Let ABCDEF and GHKLMN be two prisms of equal height, let one have the parallelogram AF as base, and the other the triangle GHK, and let the parallelogram AF be double the triangle GHK.
I say that the prism ABCDEF equals the prism GHKLMN.
Complete the solids AO and GP.
Since the parallelogram AF is double the triangle GHK, and the parallelogram HK is also double the triangle GHK, therefore the parallelogram AF equals the parallelogram HK.
But parallelepipedal solids on equal bases of the same height equal one another, therefore the solid AO equals the solid GP.
And the prism ABCDEF is half of the solid AO, and the prism GHKLMN is half of the solid GP, therefore the prism ABCDEF equals the prism GMKLMN.

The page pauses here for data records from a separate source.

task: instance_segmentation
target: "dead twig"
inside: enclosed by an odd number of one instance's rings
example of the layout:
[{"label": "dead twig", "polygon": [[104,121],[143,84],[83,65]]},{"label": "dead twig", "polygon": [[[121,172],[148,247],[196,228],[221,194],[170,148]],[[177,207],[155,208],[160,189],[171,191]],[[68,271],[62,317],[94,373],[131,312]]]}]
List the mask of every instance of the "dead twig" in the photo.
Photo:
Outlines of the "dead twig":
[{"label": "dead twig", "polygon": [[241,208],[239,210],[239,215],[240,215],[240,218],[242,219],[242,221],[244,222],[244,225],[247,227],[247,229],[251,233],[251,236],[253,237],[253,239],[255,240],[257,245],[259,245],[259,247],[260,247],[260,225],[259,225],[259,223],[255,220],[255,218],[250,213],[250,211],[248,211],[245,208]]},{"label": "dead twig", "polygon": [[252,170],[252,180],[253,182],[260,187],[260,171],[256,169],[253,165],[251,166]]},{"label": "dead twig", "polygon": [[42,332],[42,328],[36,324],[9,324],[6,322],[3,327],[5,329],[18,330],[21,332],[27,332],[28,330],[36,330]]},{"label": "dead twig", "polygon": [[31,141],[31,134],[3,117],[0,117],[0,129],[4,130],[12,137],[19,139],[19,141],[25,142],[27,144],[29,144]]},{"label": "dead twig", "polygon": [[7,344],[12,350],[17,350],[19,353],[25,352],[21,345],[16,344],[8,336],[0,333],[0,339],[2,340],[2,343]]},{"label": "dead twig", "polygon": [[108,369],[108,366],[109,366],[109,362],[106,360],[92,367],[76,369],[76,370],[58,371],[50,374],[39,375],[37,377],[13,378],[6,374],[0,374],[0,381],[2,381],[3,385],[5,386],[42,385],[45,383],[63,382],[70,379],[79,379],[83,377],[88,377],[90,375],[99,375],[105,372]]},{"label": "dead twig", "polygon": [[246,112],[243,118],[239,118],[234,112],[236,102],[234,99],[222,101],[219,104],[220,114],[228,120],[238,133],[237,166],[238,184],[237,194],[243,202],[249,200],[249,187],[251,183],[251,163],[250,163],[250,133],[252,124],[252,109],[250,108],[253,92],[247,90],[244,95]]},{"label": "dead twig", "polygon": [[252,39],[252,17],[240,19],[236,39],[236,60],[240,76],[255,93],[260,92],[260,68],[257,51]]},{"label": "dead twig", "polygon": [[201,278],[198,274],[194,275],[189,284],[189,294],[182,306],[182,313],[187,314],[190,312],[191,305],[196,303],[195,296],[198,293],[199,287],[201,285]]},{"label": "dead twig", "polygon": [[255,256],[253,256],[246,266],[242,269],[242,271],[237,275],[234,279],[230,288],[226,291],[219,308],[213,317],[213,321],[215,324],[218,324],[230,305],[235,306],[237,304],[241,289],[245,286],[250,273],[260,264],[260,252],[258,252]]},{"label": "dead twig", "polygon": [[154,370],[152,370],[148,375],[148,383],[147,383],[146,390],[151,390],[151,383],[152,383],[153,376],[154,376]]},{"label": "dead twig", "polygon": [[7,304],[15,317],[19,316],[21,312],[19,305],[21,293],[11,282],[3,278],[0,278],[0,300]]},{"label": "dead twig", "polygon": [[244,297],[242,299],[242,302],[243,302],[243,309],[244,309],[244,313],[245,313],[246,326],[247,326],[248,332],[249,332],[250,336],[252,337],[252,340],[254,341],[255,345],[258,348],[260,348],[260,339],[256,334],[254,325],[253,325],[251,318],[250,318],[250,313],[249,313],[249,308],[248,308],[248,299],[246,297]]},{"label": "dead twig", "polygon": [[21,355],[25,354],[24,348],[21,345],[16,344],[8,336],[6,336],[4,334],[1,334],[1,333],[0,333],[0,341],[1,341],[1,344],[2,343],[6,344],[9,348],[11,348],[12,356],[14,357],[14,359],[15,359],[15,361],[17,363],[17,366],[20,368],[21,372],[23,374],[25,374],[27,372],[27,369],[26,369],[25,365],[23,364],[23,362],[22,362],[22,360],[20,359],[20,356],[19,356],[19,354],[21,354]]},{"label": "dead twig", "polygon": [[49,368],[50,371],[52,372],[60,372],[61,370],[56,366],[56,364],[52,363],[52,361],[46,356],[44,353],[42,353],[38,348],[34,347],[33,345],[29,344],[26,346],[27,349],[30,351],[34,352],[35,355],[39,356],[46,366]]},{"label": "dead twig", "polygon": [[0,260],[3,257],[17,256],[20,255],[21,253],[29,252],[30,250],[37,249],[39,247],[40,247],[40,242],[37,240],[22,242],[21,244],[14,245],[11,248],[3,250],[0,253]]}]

Therefore, if there are two prisms of equal height, and one has a parallelogram as base and the other a triangle, and if the parallelogram is double the triangle, then the prisms are equal.
Both of the prisms in this proposition are triangular, but the base of the first is taken to be one of the parallelograms ACFE on its side while the base of the second is a triangular end GHK. To say that they have the height means the distance from the vertex B to the plane of the parallelogram ACEF is the same as the distance from the vertex M to the plane of the triangle GHK.
When the solids are completed, they are doubled to create two parallelepipeds of the same height and equal bases, which therefore are equal, and so are their halves, the original prisms.